Pretty soon, under Obamacare, the interests of patients are going to be subordinated to the interests of the state, explains Jeffrey Singer (Reason, March 15):
[H]ospitals, clinics, and health care providers have been given incentives to organize into teams that will get assigned groups of 5,000 or more Medicare patients. They will be expected to follow practice guidelines and protocols approved by Medicare. If they achieve certain goals established by Medicare with respect to cost, length of hospital stay, re-admissions, or other “core measures,” they will get to share a portion of Medicare’s savings. If the reverse happens, they will face economic penalties.
Private insurance companies are currently setting up the non-Medicare version of the ACO. These will be sold in the federally subsidized exchanges mandated by the Affordable Care Act. In this model, there are no fee-for-service payments to providers. Instead, an ACO is given a lump sum, or “bundled” payment for the entire care for a large group of insurance beneficiaries. The ACOs are expected to follow the same Medicare-approved practice protocols, but all of the financial risks are assumed by the ACOs.
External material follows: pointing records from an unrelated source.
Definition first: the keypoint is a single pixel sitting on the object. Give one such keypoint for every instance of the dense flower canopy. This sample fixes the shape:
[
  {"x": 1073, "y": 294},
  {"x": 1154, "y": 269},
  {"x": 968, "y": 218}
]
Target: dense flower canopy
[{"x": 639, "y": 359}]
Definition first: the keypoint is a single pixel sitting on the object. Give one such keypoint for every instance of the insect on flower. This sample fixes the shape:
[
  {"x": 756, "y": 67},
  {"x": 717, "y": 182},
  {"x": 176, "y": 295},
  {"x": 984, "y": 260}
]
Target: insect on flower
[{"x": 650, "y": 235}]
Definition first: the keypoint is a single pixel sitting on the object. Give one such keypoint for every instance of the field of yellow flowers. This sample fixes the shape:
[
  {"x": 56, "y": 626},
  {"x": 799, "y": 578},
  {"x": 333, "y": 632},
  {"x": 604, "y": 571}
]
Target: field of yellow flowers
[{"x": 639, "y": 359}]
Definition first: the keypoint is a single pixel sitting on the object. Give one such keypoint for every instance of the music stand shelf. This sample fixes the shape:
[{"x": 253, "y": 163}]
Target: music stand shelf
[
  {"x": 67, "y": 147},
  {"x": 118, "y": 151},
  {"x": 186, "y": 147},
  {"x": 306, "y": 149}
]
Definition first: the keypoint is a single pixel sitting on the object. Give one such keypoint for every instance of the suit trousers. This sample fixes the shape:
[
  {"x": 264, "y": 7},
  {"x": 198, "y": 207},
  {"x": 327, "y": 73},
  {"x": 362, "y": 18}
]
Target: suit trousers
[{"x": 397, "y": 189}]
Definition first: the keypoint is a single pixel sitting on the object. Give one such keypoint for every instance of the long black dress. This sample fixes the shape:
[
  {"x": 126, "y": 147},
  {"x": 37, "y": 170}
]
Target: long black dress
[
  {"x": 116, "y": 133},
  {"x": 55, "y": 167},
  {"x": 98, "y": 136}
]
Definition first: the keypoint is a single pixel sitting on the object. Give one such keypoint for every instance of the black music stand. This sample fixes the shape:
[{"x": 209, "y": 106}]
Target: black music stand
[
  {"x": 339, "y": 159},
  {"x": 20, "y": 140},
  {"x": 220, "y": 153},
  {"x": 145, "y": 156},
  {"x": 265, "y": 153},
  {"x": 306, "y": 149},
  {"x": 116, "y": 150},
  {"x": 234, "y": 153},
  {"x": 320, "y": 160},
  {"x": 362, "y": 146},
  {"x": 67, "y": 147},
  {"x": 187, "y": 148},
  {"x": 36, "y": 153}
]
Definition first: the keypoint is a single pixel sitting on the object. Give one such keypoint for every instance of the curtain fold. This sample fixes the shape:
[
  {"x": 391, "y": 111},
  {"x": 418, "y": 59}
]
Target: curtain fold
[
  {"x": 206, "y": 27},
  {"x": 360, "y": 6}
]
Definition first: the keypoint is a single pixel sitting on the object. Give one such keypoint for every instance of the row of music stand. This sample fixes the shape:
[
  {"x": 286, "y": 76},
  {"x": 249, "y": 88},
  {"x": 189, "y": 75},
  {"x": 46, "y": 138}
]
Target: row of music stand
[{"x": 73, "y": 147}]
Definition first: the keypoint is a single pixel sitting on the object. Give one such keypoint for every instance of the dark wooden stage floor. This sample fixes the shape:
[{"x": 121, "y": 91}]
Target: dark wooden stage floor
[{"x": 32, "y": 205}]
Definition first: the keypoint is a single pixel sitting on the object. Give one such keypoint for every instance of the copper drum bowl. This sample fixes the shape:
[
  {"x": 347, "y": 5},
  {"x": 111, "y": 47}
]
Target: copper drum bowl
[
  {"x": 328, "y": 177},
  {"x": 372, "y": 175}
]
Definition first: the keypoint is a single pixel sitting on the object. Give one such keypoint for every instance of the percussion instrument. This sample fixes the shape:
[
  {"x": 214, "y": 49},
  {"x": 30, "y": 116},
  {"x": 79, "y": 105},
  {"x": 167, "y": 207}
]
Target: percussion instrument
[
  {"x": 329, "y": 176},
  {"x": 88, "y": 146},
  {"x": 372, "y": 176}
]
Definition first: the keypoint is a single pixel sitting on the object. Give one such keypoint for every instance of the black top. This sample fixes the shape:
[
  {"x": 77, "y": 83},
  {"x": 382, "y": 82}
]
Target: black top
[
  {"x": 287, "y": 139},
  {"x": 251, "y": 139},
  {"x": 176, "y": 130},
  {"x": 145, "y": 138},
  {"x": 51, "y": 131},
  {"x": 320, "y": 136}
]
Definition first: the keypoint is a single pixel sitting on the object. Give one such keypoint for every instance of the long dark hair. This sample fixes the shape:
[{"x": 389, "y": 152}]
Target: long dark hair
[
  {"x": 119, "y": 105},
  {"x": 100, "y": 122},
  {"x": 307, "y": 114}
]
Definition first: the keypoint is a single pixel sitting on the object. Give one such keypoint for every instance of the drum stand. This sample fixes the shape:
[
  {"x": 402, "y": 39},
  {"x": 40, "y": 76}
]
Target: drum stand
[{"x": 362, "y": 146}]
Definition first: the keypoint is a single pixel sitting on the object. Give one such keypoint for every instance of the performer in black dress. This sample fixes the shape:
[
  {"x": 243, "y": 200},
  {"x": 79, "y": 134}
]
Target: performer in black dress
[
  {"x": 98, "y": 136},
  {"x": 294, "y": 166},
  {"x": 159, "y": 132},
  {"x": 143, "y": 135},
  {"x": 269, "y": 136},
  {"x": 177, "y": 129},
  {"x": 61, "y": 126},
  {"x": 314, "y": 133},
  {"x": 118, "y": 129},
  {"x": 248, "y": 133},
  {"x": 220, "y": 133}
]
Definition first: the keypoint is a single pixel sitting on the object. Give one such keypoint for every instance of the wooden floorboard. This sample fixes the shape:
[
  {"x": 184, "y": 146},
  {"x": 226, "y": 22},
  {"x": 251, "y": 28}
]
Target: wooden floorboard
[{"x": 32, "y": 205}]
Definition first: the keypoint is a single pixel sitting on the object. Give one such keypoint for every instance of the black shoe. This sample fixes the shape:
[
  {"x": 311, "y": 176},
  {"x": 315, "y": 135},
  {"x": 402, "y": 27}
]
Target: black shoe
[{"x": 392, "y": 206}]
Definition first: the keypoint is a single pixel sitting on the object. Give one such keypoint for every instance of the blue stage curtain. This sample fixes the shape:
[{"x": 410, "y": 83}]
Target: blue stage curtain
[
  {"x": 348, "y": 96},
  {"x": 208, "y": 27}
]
If the ACOs keep costs down, the team of providers and hospitals reap the financial reward: a surplus from the lump sum payment. If they lose money, the providers and hospitals eat the loss.
In both the Medicare and non-Medicare varieties of the ACO, cost control and compliance with centrally-planned practice guidelines are the primary goal. The hospital and provider networks will live or die by these objectives. […]
In a few years, almost all doctors will be employees of hospitals and will be ordered to practice medicine according to federally prescribed guidelines—guidelines that put the best interests of the state ahead of the interests of individual patients.